N's next. N and K are both not quite 10 years older than I. Growing up, N was my second favorite sibling. She was the cool older sister who didn't mind the kid sister tagging along. One of my fondest memories of N is when she was a cheerleader in high school and I was in awe of her. She taught me the dance routine to the half-time number, which was Beat It. We spent hours in the driveway practicing and I was so excited to see her perform the routine at P's football game. N's husband is the one who committed suicide last year. N has two children and a step-daughter. I love N very much, but she's one of those people who can be nasty mean, but in a way that makes you feel sorry for her because she can just be so unrelenting. I thought she may have mellowed with Mark's death, but sometimes I don't know. We're not overly close these days, although we do live pretty much right around the corner from each other. I'll always be there for her, though, so I suppose that's more a measure of our relationship than anything else.
And now for my brother, P. He and I have a crazy relationship. He's 8 years older than I and I adore him, but he infuriates me at the same time. P is the reason I wanted to have a boy first, because I felt that every little girl should have a big brother. When I was a little girl, there was a Holiday auction at P's high school and he really wanted to win the Cabbage Patch Koosa for me (the pets of the Cabbage Patch Kids, who I will readily admit having an obsession with).
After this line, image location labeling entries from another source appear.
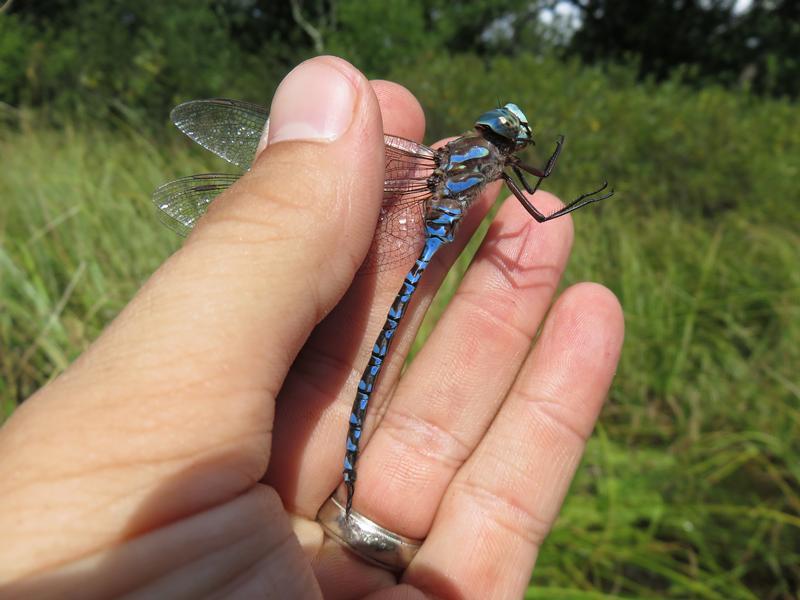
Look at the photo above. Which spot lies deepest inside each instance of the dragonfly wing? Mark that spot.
(183, 201)
(231, 129)
(400, 232)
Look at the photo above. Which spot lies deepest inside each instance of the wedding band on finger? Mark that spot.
(365, 538)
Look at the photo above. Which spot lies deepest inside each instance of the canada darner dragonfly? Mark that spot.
(426, 193)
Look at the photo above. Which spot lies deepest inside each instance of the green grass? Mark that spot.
(690, 487)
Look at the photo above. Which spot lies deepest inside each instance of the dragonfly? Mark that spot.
(426, 194)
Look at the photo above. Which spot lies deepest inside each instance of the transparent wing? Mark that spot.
(183, 201)
(400, 232)
(230, 129)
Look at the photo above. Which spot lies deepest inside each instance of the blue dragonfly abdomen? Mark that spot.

P spent $50 on tickets and was pretty confident that he might win. When a teacher won instead, he went to her and asked if he could buy the Koosa from her because he "really wanted to give it to [his] little sister for Christmas." The teacher agreed and there was definitely some big brother worship come Christmas morning. When he received his first computer, P quickly wrote a program to help me learn all of the state capitals. This pretty much illustrates our relationship. He's very much one of those people for whom actions speak louder than words. P's going through a difficult time. His 20 year marriage is ending and it's a sad time. I've been having him over to dinner and it's been a good thing. I don't think he knows exactly how to handle it that Little Sister is in a position to take care of him, but so far he's come to dinner and talked and enjoyed the time, so that makes me happy. P is Liam and Ella's Godfather and he adores the kids. They make him very, very happy. Now, if only P could let go of the sarcasm as a defense mechanism, I'd be thrilled. Plus, he better come to my birthday dinner next week. Otherwise, I'll be pissed. I think he knows better, but I'll keep you posted.
So there you have it. My 9 siblings in a fairly large nutshell. I would love to have some sort of relationship, or at least meet, the remaining 4 from my father's side. Cyndee and I shared a nice connection when we met last year, but I think life has just conspired to keep us too busy to maintain anything. I hope to remedy that soon. From what I understand, the others don't really want to know about me, save one (gasp! How could they not I'm so damn fabulous!) and that's OK.
Despite all of our differences, I love my family dearly. I love being a part of the insanity that is a large family and I love when we're all together. There's nothing that quite like it.